Towering waves were forming Thursday on the Great Lakes, with swells that could reach 20 feet, CNN meteorologists said.

Huge waves have been spotted over southern Lake Michigan, following a mass of cold air that pushed a north wind over the region, CNN meteorologist Michael Guy said.

Lake Ontario could get waves of up to 20 feet near its center, Guy said. Waves as tall as 10 feet could form on Lakes Huron and Erie, peaking on their southern shores.

About 1.5 million people south of Lakes Michigan, Erie and Ontario are under lakeshore flood warnings, CNN meteorologist Dave Hennen said.

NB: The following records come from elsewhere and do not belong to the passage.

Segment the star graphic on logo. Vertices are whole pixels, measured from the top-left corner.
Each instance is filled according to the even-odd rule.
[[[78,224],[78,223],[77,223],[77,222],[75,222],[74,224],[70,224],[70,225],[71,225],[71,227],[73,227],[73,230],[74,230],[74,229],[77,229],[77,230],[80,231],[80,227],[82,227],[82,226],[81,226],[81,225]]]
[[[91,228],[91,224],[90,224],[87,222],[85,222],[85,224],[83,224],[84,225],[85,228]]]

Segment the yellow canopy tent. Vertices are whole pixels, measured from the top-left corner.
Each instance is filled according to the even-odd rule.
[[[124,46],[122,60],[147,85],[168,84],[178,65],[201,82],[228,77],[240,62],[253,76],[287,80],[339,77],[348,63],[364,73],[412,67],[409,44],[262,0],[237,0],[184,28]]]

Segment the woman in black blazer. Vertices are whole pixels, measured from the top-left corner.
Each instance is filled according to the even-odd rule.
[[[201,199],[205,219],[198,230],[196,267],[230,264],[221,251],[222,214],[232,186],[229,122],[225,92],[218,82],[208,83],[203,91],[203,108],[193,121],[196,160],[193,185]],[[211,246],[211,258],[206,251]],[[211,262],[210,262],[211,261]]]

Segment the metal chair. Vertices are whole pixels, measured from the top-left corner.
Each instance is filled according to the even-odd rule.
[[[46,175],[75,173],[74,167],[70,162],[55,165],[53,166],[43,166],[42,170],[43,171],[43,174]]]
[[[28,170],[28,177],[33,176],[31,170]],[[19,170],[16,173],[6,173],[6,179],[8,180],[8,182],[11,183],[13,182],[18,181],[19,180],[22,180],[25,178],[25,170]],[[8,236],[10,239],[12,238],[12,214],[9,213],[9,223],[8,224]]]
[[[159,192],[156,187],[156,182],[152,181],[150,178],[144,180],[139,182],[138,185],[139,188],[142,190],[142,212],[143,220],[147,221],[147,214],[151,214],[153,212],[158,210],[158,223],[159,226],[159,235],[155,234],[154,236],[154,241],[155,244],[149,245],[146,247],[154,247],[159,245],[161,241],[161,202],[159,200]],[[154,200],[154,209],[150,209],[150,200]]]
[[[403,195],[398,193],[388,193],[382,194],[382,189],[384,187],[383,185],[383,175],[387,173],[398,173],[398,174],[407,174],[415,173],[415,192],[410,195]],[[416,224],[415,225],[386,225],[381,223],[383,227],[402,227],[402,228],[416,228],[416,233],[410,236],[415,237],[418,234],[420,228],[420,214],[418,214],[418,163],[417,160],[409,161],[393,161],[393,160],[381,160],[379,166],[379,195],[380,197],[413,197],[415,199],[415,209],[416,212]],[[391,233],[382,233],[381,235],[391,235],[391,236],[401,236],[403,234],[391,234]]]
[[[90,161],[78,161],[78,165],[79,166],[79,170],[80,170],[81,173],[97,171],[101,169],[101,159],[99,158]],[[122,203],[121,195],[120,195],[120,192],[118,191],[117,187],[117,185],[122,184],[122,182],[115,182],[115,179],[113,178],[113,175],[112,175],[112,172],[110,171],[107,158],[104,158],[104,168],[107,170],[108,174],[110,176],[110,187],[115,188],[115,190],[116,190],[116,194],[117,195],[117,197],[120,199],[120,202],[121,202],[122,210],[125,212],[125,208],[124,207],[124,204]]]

Strong winds fueling the waves are associated with a winter storm that’s due to dump heavy snow and rain over the Great Lakes, New England and into Canada, he said.

Blizzard warnings are posted in New York

Wind gusts could approach hurricane force along the Maine coast, while wind advisories stretch from Vermont to South Carolina, and scattered power outages are possible, Hennen said. Wind advisories cover nearly 53 million people from New England to the Carolinas.

Meantime, blizzard warnings are posted in New York, just south of Buffalo and north of Syracuse, where 2 to 3 feet of snow combined with 40- to 50-mph winds will make for whiteout conditions.

Travel will be nearly impossible, he said.

Increased snowfall this season in the region owes in part to low ice coverage on the Great Lakes, as moisture continues to feed precipitation, Guy said. The lakes this week are 9% covered in ice, compared with a typical 42% average coverage, he said.

A few key factors feed huge waves on the Great Lakes: wind speed and direction, wave direction and fetch, the distance over water that the wind blows in a single direction. No one factor can create waves as high as those predicted without the others, according to the National Oceanic and Atmospheric Administration.